Chanchal Chakraborty, general secretary of Save Democracy, a non-party political outfit, saw the CPI (M) candidate’s Rajya Sabha entry as a positive, “as in the days to come communalism, fascism and authoritarianism will intensify, necessitating continuous struggle by the downtrodden, workers and politically conscious people”

Chakraborty informed Newsclick that Bikash Ranjan Bhattacharya was a founder-member of Save Democracy, which was launched on November 14, 2014.

According to senior state BJP leader, Shamik Bhattacharya, “Bikahsbabu is a committed CPI(M) worker; he is an eminent lawyer and a well-known public figure. His participation will enrich debates and discussions in the Upper House. He has won on the basis of the combined Left-Congress first preference votes. But that may not help CPI (M) in West Bengal. People have shifted away from the Left; we have stepped in.”

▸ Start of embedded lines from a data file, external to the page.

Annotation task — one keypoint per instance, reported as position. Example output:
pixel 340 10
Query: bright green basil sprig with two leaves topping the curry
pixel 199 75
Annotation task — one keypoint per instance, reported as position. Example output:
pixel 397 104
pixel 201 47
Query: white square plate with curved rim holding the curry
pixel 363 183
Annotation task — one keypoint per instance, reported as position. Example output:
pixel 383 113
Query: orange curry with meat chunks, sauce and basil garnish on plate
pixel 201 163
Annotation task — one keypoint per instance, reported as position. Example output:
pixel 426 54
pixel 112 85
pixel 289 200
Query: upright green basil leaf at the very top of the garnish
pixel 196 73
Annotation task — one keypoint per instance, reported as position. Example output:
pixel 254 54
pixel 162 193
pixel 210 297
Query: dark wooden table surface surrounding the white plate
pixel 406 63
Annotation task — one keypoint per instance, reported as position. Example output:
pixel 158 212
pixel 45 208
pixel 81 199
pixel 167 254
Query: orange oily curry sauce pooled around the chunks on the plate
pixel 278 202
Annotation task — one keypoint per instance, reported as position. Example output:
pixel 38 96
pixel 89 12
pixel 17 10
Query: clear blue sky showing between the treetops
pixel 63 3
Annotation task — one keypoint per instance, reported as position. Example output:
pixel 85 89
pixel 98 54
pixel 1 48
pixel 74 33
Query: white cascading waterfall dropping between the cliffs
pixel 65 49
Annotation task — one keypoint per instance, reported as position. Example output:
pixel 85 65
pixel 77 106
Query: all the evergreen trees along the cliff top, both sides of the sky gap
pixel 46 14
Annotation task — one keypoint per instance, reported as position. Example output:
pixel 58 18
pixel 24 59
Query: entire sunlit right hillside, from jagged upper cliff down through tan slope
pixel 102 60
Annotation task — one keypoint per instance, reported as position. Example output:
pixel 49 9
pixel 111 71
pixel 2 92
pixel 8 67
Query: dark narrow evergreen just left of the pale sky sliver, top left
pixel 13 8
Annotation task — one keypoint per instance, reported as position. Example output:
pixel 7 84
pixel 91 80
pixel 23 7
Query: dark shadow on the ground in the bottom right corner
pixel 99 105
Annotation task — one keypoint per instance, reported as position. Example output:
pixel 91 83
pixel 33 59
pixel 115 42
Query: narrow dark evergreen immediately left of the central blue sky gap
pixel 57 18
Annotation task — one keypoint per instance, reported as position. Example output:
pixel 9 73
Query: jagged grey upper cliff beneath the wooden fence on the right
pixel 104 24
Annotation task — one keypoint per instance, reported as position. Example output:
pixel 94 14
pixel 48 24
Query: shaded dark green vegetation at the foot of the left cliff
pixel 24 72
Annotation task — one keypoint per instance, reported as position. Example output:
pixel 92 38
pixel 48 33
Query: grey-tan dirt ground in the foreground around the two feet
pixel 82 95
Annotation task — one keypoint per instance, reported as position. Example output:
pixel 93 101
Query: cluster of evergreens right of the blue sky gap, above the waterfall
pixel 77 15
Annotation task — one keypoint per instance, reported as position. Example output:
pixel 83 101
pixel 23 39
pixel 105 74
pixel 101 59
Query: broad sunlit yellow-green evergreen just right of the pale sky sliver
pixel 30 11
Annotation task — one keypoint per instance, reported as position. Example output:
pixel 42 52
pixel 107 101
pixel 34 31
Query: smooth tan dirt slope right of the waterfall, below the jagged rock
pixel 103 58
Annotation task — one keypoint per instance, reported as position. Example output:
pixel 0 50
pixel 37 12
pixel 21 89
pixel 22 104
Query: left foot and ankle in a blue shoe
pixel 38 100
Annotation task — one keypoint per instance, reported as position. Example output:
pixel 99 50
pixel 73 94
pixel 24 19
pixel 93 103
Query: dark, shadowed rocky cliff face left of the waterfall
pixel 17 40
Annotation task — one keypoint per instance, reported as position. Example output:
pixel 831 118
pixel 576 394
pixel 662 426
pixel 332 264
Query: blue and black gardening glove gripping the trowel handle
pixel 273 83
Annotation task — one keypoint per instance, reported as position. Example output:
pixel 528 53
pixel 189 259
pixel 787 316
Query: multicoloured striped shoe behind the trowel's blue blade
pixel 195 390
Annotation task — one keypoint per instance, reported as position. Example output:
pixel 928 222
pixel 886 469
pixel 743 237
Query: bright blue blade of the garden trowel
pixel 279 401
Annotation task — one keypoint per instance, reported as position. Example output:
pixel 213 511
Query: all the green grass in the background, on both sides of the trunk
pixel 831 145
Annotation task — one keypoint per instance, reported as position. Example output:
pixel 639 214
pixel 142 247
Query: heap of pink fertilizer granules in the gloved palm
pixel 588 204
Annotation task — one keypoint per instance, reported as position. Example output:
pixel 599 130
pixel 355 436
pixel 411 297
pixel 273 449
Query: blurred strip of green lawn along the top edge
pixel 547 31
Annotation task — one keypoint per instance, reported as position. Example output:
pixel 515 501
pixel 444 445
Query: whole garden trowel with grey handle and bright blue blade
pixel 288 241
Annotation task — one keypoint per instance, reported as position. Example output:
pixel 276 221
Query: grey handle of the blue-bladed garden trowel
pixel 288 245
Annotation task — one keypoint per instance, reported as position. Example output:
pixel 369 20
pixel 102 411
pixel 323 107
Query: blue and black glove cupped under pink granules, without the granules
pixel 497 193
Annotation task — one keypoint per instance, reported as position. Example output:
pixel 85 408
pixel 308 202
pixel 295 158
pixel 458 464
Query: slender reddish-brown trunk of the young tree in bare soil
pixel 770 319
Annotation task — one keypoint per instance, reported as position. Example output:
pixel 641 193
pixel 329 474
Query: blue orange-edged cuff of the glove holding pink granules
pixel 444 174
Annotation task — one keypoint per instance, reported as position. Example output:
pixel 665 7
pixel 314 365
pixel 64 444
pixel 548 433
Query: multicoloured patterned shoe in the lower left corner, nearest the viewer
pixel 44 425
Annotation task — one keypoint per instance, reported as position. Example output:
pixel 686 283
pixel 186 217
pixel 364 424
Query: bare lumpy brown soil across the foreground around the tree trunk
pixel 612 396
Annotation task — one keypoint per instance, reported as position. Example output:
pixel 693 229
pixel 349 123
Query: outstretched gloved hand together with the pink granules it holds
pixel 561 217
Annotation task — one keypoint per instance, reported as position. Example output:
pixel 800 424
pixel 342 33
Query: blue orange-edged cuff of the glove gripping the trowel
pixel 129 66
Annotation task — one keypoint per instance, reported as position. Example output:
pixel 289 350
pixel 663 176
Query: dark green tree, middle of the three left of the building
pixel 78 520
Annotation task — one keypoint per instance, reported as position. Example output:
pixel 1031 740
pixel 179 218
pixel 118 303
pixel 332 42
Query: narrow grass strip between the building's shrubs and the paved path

With the Left-Congress understanding inching toward stability and  BJP having succeeded in increasing its membership base, will the ground realities force TMC, which is now aggressively projecting Mamata Banerjee as “the pride of Bengal”, restrain its workers from resorting to violence during the civic elections, when held? 

CPI(M)’s Salim disagreed, saying that TMC goons would do everything to create political space with their money power. At best, TMC’s “fire power” may weaken somewhat, he said.

Congress’s Pradip Bhattacharya believed that the first signs of Mamata’s stranglehold over state politics weakening were showing, adding that her police force was aware of this slow change. “This time round, the police won’t protect TMC activists practising violence,” he added.

RSP’s Ghosh was of the view that the non-BJP opposition was better placed this time round to resist TMC’s machinations and attempts to resort to violence. “I hope Mamata takes note of the emerging situation. It won’t be surprising if she finds it more convenient to “strengthen her secret understanding with the BJP”, he added. 

CPI’s Banerjee, however, said “the TMC and the BJP would persist in their efforts to undermine democracy. This is inevitable when political parties are afraid of people and they do not take up their cause, stand by them in their sufferings.”

BJP’s Bhattacharya observed: “It’s certainly not going to be a cakewalk for TMC in the civic polls.  People are turning against them; they will see that agents of the Opposition parties can discharge their role at the booths”.   

Meanwhile, it may be mentioned that in the then TMC-promoted environment of violence and intimidation and the state administration’s aversion to any form of dissent, the Opposition parties could not even file nominations for 34% of the seats in the 2018 panchayat elections. As a result, all TMC candidates were declared elected unopposed.